Page 53 of The Pact

“Her father probably wasn’t as forceful as yours. But he’s been trying to beat Lynda into submission. Kelley went to confront him that day. That’s why Mr. Greggs relented at first. But since we all graduated, things have changed for the worse. The other night at the party? Lynda had to sneak out to come to the beach. She carries ‘regular clothes’ with her but in her house, she’s now forced to dress like you were. And she’s been told that college is out of the question and that the church is opening a college for women in the new premises they’re building on the beach right by where we train. Kelley has no interest in her, the only reason why we let her hang around is—”

“Because my father’s reach is beginning to turn her into me?” I finish.

“Yeah. And not just Lynda. She told us that all the women over the age of thirteen are being forced to wear what are now called ‘purity clothes.’ Look, I’m sorry for the shit that Kelley said about you. It wasn’t directed to you. When we talked, he was actually worried that you were being abused or beaten like Lynda was. The harsh reaction was because his mother has had some problems with domestic violence and Kelley is still trying to get her help. But you can’t help someone that doesn’t want to be helped.”

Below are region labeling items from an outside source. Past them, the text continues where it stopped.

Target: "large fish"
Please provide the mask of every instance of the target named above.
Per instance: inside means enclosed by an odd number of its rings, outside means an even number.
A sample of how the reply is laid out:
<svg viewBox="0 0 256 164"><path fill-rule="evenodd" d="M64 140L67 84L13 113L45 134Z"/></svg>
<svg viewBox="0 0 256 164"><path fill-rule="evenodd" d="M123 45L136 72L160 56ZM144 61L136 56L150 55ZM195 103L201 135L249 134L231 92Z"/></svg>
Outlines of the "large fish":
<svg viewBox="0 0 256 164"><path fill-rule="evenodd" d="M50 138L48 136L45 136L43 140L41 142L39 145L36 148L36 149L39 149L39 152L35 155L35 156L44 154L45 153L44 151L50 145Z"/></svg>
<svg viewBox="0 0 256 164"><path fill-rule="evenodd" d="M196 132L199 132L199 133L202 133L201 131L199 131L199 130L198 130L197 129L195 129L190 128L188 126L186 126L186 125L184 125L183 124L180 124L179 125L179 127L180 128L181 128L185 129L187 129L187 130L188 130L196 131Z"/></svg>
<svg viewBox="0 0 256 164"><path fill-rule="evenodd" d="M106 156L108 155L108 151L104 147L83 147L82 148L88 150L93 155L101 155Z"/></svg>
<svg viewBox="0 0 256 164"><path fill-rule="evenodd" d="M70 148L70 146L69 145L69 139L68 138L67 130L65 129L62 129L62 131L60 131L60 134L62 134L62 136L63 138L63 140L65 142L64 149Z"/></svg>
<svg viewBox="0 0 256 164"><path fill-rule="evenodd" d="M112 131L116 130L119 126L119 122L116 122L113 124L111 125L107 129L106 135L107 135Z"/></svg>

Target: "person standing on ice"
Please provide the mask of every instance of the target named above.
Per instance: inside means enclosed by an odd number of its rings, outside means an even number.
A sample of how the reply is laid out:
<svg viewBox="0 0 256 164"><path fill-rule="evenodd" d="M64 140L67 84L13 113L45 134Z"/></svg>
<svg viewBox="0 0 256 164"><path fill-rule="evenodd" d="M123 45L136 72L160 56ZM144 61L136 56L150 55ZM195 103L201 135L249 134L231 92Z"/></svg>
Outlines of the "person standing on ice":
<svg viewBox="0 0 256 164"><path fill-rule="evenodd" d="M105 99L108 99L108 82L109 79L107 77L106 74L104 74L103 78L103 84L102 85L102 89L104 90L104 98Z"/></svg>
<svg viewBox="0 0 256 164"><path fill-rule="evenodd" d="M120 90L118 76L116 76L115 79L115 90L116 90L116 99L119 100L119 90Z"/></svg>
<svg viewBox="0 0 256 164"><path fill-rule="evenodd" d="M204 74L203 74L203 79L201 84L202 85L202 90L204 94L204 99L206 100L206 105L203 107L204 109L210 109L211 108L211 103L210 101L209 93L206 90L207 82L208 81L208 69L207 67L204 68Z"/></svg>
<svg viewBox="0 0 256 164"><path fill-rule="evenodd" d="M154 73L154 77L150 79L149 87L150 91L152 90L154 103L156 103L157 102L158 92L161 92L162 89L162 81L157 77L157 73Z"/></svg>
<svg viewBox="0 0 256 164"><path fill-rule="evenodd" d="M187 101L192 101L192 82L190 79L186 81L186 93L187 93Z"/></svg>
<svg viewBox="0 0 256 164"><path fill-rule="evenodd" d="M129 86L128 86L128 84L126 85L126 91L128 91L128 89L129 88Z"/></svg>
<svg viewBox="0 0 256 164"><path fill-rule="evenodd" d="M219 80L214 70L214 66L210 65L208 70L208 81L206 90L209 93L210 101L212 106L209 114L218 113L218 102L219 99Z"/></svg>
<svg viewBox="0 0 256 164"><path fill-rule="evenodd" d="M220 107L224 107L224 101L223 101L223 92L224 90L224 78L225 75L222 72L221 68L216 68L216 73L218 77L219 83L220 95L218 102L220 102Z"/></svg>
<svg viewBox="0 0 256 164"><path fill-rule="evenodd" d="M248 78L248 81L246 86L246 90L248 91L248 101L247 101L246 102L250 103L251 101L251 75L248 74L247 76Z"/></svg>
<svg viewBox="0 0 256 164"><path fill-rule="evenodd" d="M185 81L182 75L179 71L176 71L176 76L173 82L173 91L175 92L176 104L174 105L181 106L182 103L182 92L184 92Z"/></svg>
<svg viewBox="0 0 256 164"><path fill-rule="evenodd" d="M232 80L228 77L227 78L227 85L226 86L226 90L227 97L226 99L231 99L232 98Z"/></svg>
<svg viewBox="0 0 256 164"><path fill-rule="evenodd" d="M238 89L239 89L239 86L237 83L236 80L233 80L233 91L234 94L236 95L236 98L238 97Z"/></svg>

His words heal some of my hurt feelings toward Kelley. His words six months ago still hurt but now I understand a little more. And for as much as I hated Lynda, I now feel sorry for her. I’m also very worried if what seemed to be Dad’s reaction to Mc’s pregnancy is affecting his whole community and not just the women in his household.

“There’s just one thing I don’t understand, Ausra,” Bode says seriously.

“What is it?”

“Why not tell us who you were when we saw you at the Stowaway? But mostly, why did you accept to hang out with us and agree to the game? Is this some kind of fucked up revenge scheme for making fun of you all those months ago?”

I see the doubt and the distrust in his eyes. “I don’t know how to explain it to you, Bode. But I’m different now.”

He nods. “That you can definitely say. So different that we didn’t realize who you were.”

“I don’t know,” I admit. “I was still mad at the shit Kelley and you guys said that day. But then you helped me that night. So I saw a different side to you all. And it’s hard to admit it but even then, I always thought the four of you were the best looking guys at school. I knew you’d never notice me but when you did ... I realized that I wanted you.”

Bode doesn’t say anything.

“Will you tell the others?” I ask, feeling anxiety collect in the pit of my stomach and doing my best not to show him how scared I am that this thing, this game between us may end.

“Are you sure you aren’t hanging out with us to hurt us back for hurting you?”

I shake my head. “No, I swear. I forgave all of you. Well, almost. With Kelley it’s a little harder but now I understand more about why he hates my father so much.”

Something passes in Bode’s blue eyes but it’s fleeting. “Ok. I believe you. I won’t tell them, Ausra. But I think you should.”

“I—”

He takes my hand in his. “Do it in your own time but I think the guys will surprise you. Now, come here.”

I go willingly when he pulls me closer to him.

I just like all four of them. Even Kelley. Is it wrong that I want them to get to know me for me and not as the preacher’s daughter?

“I just want them to get to know me first. Without the judgment that the old me seemed to attract.”

He considers my words, as he caresses my jaw with gentle fingers. “I understand that. But also try to put yourself in their shoes.”

“I know,” I whisper. “So can I ask you something?”

“Sure.”

“You said that Kelley’s mom was being abused. Was that why you guys had to run yesterday?”

Bode sighs. “Yeah. It’s a fucking sad story but it isn’t my story to tell. Kelley will tell you if he wants to.”

Yeah. That’s the thing.

It’s a game.

We’re supposed to have fun together. I see why they want no strings attached. Because it’s so easy to hurt and get hurt when you dig deeper.

Bode’s eyes are fixed onto mine and there’s something in his dark blue gaze that makes me feel like I can trust him.

I’m still scared as hell that at the end of the summer, when our game will be over and I’ll have given these guys everything, I’m going to come out of it broken beyond repair.